Analyst Robert McMillan of Standard & Poor's reiterated his strong-buy recommendation on Simon on Mar. 26 and raised his 12-month target for the stock to $99 a share from $87. "We believe the recent strength in retail sales suggests that retailer sentiment will improve further, bolstering increased demand for new as well as existing space in Simon's shopping center portfolio," says McMillan.

He forecasts Simon will post funds from operations of $5.76 a share for 2010 and $6.11 for 2011, reflecting his expectations of better occupancy and pricing trends over the next 12 to 18 months. "Simon's established relationships with numerous retailers will allow Simon to continue to generate solid growth over the long term," says McMillan.

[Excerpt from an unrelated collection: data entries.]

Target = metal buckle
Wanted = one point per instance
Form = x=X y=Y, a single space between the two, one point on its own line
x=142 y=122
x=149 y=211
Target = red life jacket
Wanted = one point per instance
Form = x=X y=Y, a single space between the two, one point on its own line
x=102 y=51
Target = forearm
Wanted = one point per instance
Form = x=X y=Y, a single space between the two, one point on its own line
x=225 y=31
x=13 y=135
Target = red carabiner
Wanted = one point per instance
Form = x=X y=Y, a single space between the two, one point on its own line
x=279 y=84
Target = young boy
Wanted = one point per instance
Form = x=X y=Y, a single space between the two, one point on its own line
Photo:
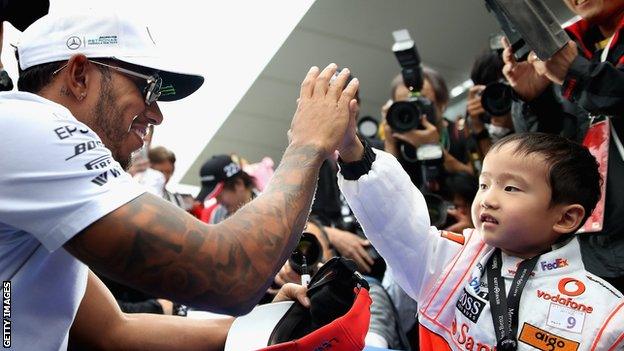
x=516 y=281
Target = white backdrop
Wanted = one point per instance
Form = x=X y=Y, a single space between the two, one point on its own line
x=228 y=42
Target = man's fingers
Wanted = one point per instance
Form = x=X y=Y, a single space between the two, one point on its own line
x=321 y=85
x=507 y=53
x=348 y=93
x=532 y=57
x=307 y=86
x=336 y=87
x=353 y=109
x=279 y=281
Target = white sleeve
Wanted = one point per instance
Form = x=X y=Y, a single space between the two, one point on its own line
x=56 y=176
x=394 y=216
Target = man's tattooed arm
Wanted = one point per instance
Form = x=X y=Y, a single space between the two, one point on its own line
x=153 y=246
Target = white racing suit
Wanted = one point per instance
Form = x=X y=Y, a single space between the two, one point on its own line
x=562 y=306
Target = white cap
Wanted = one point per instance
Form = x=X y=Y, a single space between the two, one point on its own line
x=58 y=37
x=253 y=330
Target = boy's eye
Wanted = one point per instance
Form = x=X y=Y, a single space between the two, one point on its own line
x=511 y=188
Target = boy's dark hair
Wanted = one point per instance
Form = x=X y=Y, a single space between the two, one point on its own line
x=248 y=180
x=573 y=171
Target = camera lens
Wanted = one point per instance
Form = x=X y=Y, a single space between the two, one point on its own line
x=496 y=99
x=403 y=116
x=308 y=246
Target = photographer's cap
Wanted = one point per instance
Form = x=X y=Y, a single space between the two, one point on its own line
x=213 y=174
x=57 y=37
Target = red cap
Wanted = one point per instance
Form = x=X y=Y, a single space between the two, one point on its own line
x=346 y=333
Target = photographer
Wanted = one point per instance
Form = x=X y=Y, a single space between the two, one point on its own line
x=485 y=127
x=20 y=14
x=571 y=94
x=445 y=132
x=73 y=207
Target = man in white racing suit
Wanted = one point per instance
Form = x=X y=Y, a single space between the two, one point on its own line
x=535 y=191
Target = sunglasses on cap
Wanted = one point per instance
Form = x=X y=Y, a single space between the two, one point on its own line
x=150 y=89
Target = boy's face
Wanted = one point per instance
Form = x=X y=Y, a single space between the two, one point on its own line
x=512 y=207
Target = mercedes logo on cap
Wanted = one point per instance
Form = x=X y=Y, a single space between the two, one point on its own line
x=73 y=43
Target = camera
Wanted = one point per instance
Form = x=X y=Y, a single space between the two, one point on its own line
x=496 y=99
x=405 y=115
x=308 y=250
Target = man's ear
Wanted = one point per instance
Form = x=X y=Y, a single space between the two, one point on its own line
x=76 y=77
x=569 y=219
x=239 y=183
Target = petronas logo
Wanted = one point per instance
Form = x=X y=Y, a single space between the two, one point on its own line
x=167 y=90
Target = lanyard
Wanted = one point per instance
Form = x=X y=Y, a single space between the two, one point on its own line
x=505 y=308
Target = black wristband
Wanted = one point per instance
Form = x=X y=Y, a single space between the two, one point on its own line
x=354 y=170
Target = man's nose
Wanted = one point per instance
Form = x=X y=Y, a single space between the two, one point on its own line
x=153 y=113
x=489 y=199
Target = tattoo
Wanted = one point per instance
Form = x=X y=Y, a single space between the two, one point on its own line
x=64 y=91
x=153 y=246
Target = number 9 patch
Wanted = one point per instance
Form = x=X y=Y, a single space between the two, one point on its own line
x=565 y=318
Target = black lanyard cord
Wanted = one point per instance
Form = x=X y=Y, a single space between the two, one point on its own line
x=505 y=308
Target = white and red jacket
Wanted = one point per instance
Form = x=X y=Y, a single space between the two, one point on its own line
x=562 y=307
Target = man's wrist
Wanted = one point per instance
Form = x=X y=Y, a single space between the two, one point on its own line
x=353 y=153
x=355 y=169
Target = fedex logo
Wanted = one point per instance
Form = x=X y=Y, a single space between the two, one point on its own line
x=554 y=264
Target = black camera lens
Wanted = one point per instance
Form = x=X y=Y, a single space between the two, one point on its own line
x=311 y=248
x=403 y=116
x=496 y=99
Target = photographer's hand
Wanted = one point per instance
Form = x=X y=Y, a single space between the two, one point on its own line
x=522 y=76
x=474 y=108
x=286 y=275
x=390 y=143
x=351 y=246
x=417 y=137
x=556 y=68
x=292 y=292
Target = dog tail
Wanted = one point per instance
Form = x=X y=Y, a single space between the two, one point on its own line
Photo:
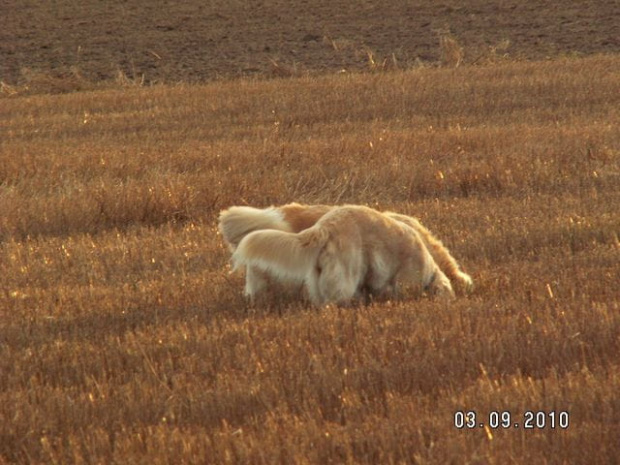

The giant retailer Gap (GPS) is Simon's largest tenant, accounting for 2.9% of its annual rental revenues.

Generally Considered Toxic

Analyst Carol L. Kemple of investment firm Morgan Joseph figures that when retailers start expanding again and open more stores, they'll want to be in Simon's "class A" malls and should be willing to pay more to be where the most shopping traffic is. Kemple notes that Simon's top 10 tenants account for 13.5% of its total yearly rental revenues. The analyst rates Simon as a long-term buy.

In a way, Simon is one of the most attractive asset plays in an industry where properties are generally regarded as toxic. But Jeffrey Spector, analyst at Bank of America Merrill Lynch says Simon's diversified portfolio has consistently generated above-average growth and operating cash flow. "In addition, Simon's management and balance sheet are among the best in the industry," says Spector, who rates the stock a buy. Although he remains cautious on the retail outlook through 2010, Spector says Simon's "outlet-center business continues to be robust, providing operating flexibility and growth opportunities."

Although Wall Street remains down on real estate and housing, it isn't much worried about Simon. Eleven of the 22 analysts who track it recommend buying the stock, with only one advocating a sell, and six rating it a hold.

Some Big Buyers

It's understandable that a large number of big institutional investors sold shares and took profits as of Dec. 31, 2009, since the stock had made a big leap by then from its lows in March 2009. They, of course, missed the stock's further upswing since February.

However, some big investors bought more shares as of Dec. 31, 2009, including Vanguard Group, Simon's largest stakeholder with 8.35%, which purchased 799,060 shares; Goldman Sachs Group, which acquired 1.98 million shares that upped its stake to 2%; and Heitman Real Estate, which bought 2.78 million shares, pulling up its ownership to 1.9%.

For investors who believe that housing and real estate have seen their lows, and that the economic recovery is gaining traction, a bet on Simon Property's continued upward mobility may be a way to shelter against possible headwinds.